The initial details seem to indicate either a fall or jump from a balcony at his home in Kenya, resulting in injuries from which he could not be revived. This much as been confirmed by his manager Fredico Rosa.
Wanjiru was an incredible talent, and had an aggressive racing style that may well have produced a world record given enough racing in the right circumstances. He was never afraid to push the pace, both early and often, in the big races. His marathon CV is simply astonishing, perhaps the best ever, as outlined in this obit piece by Letsrun.com.
Sevens races and five wins, including London, the Olympics and Chicago. But two performances stand out, perhaps two of the great marathons in recent memory.

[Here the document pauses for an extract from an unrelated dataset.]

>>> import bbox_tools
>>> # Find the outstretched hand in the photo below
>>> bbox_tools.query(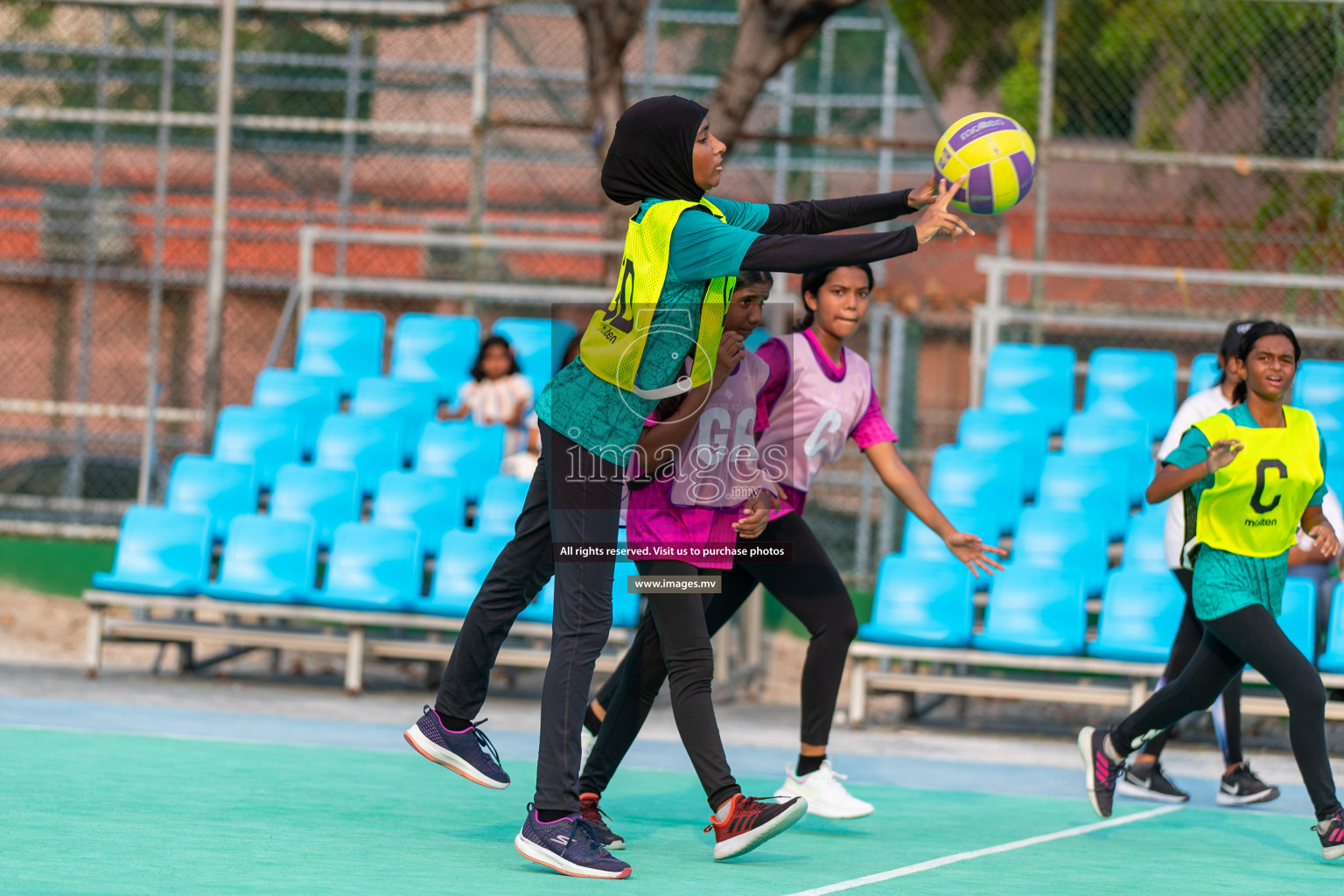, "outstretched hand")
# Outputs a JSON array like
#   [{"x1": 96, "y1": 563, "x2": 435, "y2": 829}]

First, the Beijing Olympic marathon was without doubt one of the great performances ever seen. Unaided by pace-makers, Wanjiru attacked repeatedly off a fast tempo, in hot, humid conditions and absolutely destroyed the world’s best over the second half of the race, running 2:06:32. That time in the heat and humidity of Beijing is simply breath-taking. That he was able to put almost a minute into second place, and almost four minutes into the rest of the world class field is a sign of an astonishing performance
Then in Chicago last year, he and Kebede produced the race of the year – a marathon that resembled a bicycle race, it was so full of surges and counter-surges in the final few kilometers. Many times it seemed that Kebede had him beaten, but Wanjiru hung on and eventually found the most brutal surge of all to win the race, and the World Marathon Major title. That race typified Wanjiru – brave, brutal and full of heart.

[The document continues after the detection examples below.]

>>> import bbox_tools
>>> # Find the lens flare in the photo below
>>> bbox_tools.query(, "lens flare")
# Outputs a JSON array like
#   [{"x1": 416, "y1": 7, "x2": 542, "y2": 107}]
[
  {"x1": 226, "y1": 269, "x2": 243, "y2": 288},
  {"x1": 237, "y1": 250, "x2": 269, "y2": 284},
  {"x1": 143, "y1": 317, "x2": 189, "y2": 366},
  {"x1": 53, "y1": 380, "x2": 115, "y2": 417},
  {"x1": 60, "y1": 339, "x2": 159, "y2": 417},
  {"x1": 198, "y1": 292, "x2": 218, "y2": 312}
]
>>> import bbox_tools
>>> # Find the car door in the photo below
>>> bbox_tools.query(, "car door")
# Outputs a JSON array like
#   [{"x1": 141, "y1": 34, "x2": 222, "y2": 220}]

Unfortunately Wanjiru’s racing strategy was so aggressive that it probably reduced his chances for a record, but it produced the kind of head to head, fascinating battles that the sport needed. What is the pack to do when a runner like Wanjiru surges so early? Let him go? Never, because he was too much of a threat to hang on for a win even if he melted down and limped across the line.
Perhaps with maturity we could have seen some refinement of his pacing strategy and a record, although sadly now that will never come to pass.
Recently Wanjiru made headlines for a domestic dispute with his wife in which he pulled a gun on her and was charged with attempted murder. That case was resolved favourably for Wanjiru, but considering that those events happened, we could at least assume that not all was well in his personal life. We all have personal demons, and it appears as though Wanjiru’s might have gotten the best of him.
This is a sad reminder of the transience of life and talent. Wanjiru was indestructible on the roads, but unfortunately, his personal life reminds us that this did not apply elsewhere. Sammy Wanjiru was a racing genius, a man who shook the world of marathon running, and we are all shaken once again by his tragic death.
We will all have to wait as official reports come in that hopefully will reveal more details about the circumstances around his death. For now, we will just say rest in peace, Sammy. The running world will miss you.